Isabel Lira, dona da pousada “Bicho do Mato” e do restaurante “Sauá”, teve que fazer seu primeiro empréstimo após 18 anos desde a inauguração do negócio por conta da pandemia. Buscou informações em como a pousada pudesse funcionar de maneira segura e equipamentos de higiene e proteção para seus funcionários. Atualmente reaberta, a pousada opera em 50% da capacidade, usando quatro dos oito chalés disponíveis para hóspedes, e apenas aceitando reservas antecipadas para visitantes. Os horários de alimentação são programados por hóspede para limitar o número de pessoas no restaurante. Quando um chalé é desocupado, há um processo de limpeza e desinfecção que dura 2 semanas por conta do uso de produtos químicos.

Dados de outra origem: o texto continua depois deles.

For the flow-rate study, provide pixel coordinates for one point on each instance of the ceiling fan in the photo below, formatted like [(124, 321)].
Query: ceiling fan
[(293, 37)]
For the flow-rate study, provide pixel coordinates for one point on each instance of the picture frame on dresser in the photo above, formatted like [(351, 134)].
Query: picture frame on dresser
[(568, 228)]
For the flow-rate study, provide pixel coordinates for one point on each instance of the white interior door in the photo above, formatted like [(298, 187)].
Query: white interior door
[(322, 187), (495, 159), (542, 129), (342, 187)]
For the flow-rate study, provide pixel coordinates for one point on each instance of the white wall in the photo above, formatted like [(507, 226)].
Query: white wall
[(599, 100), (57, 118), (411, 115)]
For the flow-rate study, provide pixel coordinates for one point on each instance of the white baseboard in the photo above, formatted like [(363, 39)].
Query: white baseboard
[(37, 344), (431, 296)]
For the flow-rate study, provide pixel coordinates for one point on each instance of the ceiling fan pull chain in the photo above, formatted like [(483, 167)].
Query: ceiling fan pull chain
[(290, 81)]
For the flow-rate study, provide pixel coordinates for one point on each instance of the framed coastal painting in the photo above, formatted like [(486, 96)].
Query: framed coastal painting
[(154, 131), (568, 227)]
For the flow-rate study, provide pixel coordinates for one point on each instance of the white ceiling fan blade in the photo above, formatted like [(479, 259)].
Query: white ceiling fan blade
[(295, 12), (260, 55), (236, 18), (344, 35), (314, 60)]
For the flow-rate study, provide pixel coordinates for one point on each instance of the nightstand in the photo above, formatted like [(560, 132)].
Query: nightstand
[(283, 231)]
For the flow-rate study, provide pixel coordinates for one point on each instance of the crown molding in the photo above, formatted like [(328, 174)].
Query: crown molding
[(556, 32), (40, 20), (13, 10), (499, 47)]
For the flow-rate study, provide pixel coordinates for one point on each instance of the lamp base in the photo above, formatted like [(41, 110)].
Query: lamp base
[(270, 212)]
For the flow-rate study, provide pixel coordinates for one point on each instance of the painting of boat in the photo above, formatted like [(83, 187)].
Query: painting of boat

Para saber mais do cenário turístico da cidade, conversei com Vera Pena, responsável por eventos culturais em Gonçalves. Ela disse que todas as atividades culturais e turísticas haviam sido canceladas com o fechamento da cidade. Curiosamente, o artista plástico, Diego Mouro, estava pintando o muro da praça municipal, homenageando a congada de São Benedito, uma festa religiosa regional, e a semana em que houve o fechamento era sua última tentativa de terminar seu trabalho que tinha começado em novembro do ano passado. Ao saber do decreto, Diego teve de parar o processo. Talvez esse ato tenha desencadeado a preocupação do que estaria por vir. Quantas coisas teriam que ser interrompidas por conta da pandemia? Quantas oportunidades seriam jogadas de lado? Por quanto tempo?

A reação das pessoas

A opinião dos moradores sobre as ações da prefeitura foi boa, mas não perfeita. Embora tenha sido bom o fechamento da cidade, alguns disseram que foi vago quanto aos negócios de turismo como pousadas porque tiveram que agir por conta própria. Também pareceu ineficaz já que os moradores da cidade ainda podiam sair, visitar cidades vizinhas e voltar.

Sendo uma cidade pequena e rural, o papel da secretária municipal foi importante na conscientização sobre a crise. Mesmo não apresentando casos confirmados de coronavírus, os moradores ainda usavam máscaras e praticavam o isolamento social. Claro, havia exceções, mas é incrível como uma cidade em um país politizado quanto o uso de máscara possa impedir a disseminação desse vírus.

A prefeitura criou um aplicativo de ouvidoria para receber solicitações de moradores com o nome de EOuve. O aplicativo serve para facilitar a comunicação dos habitantes de Gonçalves com a prefeitura e, durante a pandemia, serve como uma ferramenta de denúncia para aglomerações ilegais na cidade, como por exemplo um grupo de pessoas se reunindo em uma cachoeira fechada para visitação.

Quando perguntados sobre se achavam se a prefeitura fechasse novamente caso houvesse um surto da Covid-19, disseram que não porque não acham que a cidade e o comércio local sobreviveria uma nova temporada de total isolamento. O maior medo de todos no momento seria a notícia de um novo período de fechamento para conter uma segunda onda.

Irei passar meu fim de ano em Gonçalves, ainda só com meus pais e desejando que o ano seguinte seja melhor do que os últimos anos e, especialmente, melhor que o ano de 2020. Se esse ano depressivo nos ensinou alguma coisa foi que não há razão em adiar algo se pode ser feito hoje. Então, caro leitor, fique bem e se proteja para aproveitar a festa pós pandemia. Um bom ano de 2021 para você.